I know that a typical seed round is $1M raised as convertible debt at a 20% discount and $5M cap. I'm aiming to raise $4M next year, and I believe the family offices I'm talking with now can fund all of that, but I'm not sure what the terms should be.
If I raised the $4M at a 20% discount and $5M cap, how much equity would that end up being? To add context, I've got contracts in place that I expect will generate $20M/yr within two years, and I don't expect to raise another round while I work on these contracts. Does 'conversion' only occur if/when I do that future priced round?
Series A means it is a priced round, so the 2 are mutually exclusive.
If you raise $4M on a $5M cap with 20% discount, you will have given away 100% of the company. Conversion usually occurs when there is a future round, but can be written for how you both prefer. I suggest you have a much higher cap or just give a 25-30% discount on the future round.
All these elements are negotiable. All you need is a willing investor.
Traditional venture capitalists are a bit rigid on their investment structure. No need for you to worry about it. They will tell you the way it will be.
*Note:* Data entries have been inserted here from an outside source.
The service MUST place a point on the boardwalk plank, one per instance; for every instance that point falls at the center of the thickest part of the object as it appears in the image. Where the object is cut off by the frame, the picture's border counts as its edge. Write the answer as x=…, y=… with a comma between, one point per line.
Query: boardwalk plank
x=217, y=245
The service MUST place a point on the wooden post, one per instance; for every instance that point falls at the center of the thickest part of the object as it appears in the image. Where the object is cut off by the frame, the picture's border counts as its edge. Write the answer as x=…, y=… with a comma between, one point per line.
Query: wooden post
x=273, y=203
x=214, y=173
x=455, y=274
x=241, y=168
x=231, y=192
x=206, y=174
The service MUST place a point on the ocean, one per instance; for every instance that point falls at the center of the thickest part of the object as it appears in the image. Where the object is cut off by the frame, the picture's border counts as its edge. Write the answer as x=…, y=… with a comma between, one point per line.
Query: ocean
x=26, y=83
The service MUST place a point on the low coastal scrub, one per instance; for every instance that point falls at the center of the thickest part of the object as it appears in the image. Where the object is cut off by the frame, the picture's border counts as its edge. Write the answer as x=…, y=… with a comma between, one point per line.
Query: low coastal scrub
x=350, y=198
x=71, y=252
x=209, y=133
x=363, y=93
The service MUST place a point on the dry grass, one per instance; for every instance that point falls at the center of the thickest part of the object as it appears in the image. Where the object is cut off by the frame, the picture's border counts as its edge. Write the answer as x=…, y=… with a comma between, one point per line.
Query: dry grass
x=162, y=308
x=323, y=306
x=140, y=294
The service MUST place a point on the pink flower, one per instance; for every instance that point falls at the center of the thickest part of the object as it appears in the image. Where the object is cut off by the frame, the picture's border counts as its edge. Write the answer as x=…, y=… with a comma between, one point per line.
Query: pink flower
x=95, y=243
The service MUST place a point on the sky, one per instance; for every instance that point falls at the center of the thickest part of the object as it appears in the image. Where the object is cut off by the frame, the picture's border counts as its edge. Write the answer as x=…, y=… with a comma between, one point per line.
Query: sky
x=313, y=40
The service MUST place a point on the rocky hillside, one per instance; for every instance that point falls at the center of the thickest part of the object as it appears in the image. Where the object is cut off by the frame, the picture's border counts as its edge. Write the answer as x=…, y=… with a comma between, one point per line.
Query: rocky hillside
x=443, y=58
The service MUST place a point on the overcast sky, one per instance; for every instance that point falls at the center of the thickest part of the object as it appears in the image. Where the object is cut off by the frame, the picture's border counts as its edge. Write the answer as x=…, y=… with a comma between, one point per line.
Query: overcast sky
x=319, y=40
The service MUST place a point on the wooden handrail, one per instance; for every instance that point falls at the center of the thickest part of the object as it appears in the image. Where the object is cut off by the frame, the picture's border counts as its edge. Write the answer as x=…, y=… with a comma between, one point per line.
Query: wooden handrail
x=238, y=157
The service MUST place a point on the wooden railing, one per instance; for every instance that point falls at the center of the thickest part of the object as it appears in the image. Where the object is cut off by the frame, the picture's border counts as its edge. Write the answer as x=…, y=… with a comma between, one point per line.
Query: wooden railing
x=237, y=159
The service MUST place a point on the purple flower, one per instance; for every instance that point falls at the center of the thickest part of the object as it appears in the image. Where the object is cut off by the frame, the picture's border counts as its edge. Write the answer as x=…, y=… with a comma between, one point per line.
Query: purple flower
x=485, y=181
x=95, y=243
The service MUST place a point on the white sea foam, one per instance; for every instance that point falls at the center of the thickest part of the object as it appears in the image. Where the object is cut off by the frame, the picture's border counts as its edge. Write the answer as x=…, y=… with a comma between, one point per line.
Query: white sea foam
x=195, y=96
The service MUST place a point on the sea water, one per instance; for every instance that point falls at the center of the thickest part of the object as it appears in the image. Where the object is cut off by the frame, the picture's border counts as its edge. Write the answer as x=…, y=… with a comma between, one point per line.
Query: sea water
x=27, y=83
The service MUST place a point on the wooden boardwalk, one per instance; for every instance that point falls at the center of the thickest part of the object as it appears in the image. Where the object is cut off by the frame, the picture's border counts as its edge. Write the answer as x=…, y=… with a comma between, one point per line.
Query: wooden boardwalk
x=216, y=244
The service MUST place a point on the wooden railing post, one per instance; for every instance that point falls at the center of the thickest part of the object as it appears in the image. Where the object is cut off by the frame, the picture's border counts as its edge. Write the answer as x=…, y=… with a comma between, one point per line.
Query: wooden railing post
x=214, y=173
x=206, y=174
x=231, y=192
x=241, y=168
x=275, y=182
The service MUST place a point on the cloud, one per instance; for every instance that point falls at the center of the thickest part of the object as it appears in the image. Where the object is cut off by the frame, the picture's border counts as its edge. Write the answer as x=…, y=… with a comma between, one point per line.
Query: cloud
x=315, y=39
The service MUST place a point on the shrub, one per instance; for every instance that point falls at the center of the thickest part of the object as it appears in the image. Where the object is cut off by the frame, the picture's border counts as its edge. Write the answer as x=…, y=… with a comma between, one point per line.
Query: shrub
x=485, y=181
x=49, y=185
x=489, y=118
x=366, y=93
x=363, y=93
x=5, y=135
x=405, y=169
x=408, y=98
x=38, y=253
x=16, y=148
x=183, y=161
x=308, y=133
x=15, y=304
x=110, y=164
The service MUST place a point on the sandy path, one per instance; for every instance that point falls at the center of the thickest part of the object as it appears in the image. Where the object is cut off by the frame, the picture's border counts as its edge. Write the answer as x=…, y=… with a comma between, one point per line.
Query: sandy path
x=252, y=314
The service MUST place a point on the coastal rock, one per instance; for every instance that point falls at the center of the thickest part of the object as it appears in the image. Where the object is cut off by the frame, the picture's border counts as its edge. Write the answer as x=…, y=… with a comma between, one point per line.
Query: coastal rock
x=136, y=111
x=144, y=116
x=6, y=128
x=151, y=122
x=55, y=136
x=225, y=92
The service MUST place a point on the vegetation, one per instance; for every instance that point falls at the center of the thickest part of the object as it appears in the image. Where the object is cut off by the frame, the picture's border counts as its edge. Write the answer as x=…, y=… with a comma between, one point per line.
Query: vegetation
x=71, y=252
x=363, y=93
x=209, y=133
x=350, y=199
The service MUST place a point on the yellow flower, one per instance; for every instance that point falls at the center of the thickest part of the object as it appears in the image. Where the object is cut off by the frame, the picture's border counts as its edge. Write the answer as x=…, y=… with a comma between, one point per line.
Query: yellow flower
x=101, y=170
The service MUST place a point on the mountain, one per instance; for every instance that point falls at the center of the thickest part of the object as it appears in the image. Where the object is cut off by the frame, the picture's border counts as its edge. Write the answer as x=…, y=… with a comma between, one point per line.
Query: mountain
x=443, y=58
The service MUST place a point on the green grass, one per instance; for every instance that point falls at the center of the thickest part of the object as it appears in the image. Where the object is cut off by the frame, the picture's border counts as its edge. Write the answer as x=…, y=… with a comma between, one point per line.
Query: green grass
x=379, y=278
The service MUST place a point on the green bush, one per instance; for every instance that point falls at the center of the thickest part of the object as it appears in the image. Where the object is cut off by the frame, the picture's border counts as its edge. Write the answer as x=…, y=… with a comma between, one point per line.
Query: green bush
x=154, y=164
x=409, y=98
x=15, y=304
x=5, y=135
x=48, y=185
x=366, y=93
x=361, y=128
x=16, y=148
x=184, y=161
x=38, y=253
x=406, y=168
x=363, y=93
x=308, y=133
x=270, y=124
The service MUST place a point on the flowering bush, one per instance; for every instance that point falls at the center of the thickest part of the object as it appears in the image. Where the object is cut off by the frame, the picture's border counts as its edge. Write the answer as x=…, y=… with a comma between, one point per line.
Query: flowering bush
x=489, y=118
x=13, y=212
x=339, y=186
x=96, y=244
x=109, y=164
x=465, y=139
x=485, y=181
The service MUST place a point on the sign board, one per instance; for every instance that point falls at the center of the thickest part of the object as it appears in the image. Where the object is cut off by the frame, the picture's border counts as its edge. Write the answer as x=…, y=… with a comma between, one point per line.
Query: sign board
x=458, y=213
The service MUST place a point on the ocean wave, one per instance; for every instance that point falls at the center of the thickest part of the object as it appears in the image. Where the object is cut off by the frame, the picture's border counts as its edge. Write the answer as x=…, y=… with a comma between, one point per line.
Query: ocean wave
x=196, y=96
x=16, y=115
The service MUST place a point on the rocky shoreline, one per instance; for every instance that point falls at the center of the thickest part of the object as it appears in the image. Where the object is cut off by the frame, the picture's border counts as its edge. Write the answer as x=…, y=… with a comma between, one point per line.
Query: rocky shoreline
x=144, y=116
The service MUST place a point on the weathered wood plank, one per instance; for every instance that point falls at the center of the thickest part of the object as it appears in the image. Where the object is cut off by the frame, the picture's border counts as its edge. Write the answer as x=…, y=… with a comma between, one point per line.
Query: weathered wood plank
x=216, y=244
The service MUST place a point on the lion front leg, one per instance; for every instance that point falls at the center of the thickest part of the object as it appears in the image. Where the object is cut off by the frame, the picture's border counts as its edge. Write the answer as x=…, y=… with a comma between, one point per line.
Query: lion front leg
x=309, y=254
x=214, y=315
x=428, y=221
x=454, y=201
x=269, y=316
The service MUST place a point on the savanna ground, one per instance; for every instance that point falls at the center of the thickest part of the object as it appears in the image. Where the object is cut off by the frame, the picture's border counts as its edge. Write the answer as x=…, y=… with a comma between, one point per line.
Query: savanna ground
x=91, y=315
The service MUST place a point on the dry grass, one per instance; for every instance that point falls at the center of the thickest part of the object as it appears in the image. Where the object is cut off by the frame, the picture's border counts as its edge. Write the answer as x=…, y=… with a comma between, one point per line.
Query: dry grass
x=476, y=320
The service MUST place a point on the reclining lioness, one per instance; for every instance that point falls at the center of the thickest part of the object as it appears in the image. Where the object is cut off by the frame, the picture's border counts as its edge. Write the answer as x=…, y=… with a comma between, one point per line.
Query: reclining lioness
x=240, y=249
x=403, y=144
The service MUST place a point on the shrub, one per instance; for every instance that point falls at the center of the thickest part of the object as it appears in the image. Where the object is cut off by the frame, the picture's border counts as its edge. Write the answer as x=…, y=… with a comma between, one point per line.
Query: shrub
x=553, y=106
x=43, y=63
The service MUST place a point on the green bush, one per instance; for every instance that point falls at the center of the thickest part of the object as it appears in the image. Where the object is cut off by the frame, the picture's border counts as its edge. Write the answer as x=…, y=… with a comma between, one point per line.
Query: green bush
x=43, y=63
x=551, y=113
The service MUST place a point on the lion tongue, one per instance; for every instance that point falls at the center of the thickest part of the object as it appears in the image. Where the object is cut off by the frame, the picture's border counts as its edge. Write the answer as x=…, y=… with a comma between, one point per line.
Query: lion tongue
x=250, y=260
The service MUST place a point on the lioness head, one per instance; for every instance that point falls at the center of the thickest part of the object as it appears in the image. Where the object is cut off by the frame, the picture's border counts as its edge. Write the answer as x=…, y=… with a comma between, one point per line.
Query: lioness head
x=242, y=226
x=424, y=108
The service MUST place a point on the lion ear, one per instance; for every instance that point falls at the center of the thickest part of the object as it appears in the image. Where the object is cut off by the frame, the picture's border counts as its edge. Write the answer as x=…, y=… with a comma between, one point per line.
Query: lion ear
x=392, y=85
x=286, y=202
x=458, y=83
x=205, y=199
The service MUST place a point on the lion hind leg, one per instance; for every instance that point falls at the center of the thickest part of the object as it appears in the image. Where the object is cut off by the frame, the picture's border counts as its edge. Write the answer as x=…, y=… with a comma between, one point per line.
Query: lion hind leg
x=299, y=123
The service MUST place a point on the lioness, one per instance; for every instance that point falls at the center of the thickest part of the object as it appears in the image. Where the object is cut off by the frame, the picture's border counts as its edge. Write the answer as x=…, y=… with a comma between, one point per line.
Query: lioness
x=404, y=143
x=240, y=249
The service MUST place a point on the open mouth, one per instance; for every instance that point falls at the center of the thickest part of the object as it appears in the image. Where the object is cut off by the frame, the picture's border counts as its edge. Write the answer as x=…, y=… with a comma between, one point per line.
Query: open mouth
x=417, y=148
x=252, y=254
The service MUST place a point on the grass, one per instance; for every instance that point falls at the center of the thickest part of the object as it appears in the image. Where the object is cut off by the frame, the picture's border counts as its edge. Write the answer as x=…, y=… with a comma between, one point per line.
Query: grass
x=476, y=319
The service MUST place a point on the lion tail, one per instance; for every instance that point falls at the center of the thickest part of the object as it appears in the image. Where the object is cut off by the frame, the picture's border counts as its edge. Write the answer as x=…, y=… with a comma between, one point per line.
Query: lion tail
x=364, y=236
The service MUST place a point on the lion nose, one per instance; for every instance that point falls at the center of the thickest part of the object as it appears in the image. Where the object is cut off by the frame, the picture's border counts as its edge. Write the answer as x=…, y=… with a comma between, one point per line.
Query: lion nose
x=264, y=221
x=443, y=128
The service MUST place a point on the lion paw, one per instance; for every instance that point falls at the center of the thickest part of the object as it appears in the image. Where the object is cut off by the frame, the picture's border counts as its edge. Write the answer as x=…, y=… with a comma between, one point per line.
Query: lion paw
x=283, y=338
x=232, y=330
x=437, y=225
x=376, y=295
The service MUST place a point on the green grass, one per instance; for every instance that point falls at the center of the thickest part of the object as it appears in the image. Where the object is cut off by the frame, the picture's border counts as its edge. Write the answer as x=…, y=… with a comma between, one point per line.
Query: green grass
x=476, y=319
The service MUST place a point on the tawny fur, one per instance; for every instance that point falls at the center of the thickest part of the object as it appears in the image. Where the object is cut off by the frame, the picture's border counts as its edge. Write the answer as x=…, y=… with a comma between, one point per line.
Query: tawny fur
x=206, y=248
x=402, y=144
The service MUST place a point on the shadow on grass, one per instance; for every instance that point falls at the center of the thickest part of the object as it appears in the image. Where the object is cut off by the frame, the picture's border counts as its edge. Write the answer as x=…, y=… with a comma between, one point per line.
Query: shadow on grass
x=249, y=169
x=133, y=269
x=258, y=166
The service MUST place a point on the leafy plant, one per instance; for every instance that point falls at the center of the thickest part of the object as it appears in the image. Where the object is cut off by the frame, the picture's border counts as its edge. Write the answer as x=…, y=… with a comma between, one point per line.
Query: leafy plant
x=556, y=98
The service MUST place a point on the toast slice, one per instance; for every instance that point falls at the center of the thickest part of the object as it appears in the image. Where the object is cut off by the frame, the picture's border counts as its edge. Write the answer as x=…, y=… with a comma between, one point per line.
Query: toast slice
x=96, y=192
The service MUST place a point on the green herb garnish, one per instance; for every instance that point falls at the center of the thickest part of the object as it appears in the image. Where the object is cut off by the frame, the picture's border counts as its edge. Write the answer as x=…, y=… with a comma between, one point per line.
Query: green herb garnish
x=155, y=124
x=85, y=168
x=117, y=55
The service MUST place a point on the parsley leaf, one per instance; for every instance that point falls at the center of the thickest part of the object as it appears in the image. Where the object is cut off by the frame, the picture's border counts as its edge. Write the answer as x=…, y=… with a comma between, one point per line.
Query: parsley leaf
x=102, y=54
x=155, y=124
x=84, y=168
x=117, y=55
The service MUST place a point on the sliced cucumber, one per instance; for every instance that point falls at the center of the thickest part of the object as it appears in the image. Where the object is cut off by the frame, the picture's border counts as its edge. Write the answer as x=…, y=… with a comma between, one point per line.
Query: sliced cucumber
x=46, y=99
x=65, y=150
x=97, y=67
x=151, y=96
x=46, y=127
Family Offices by their very nature are flexible and adaptable. It just needs to make good business sense to them.
Just picking up on some the elements of your question. You probably have no business involving yourself in such negotiations. I would hire yourself some experienced professionals.
This is really all up to negotiation. Larry Ellison (Oracle founder) did just a debt issuance for his first round, I believe. That's how he ended a with a sizable ownership stake.
Not sure why you are raising $4M with a $5M cap, that does not make sense to me, raise less at such a valuation.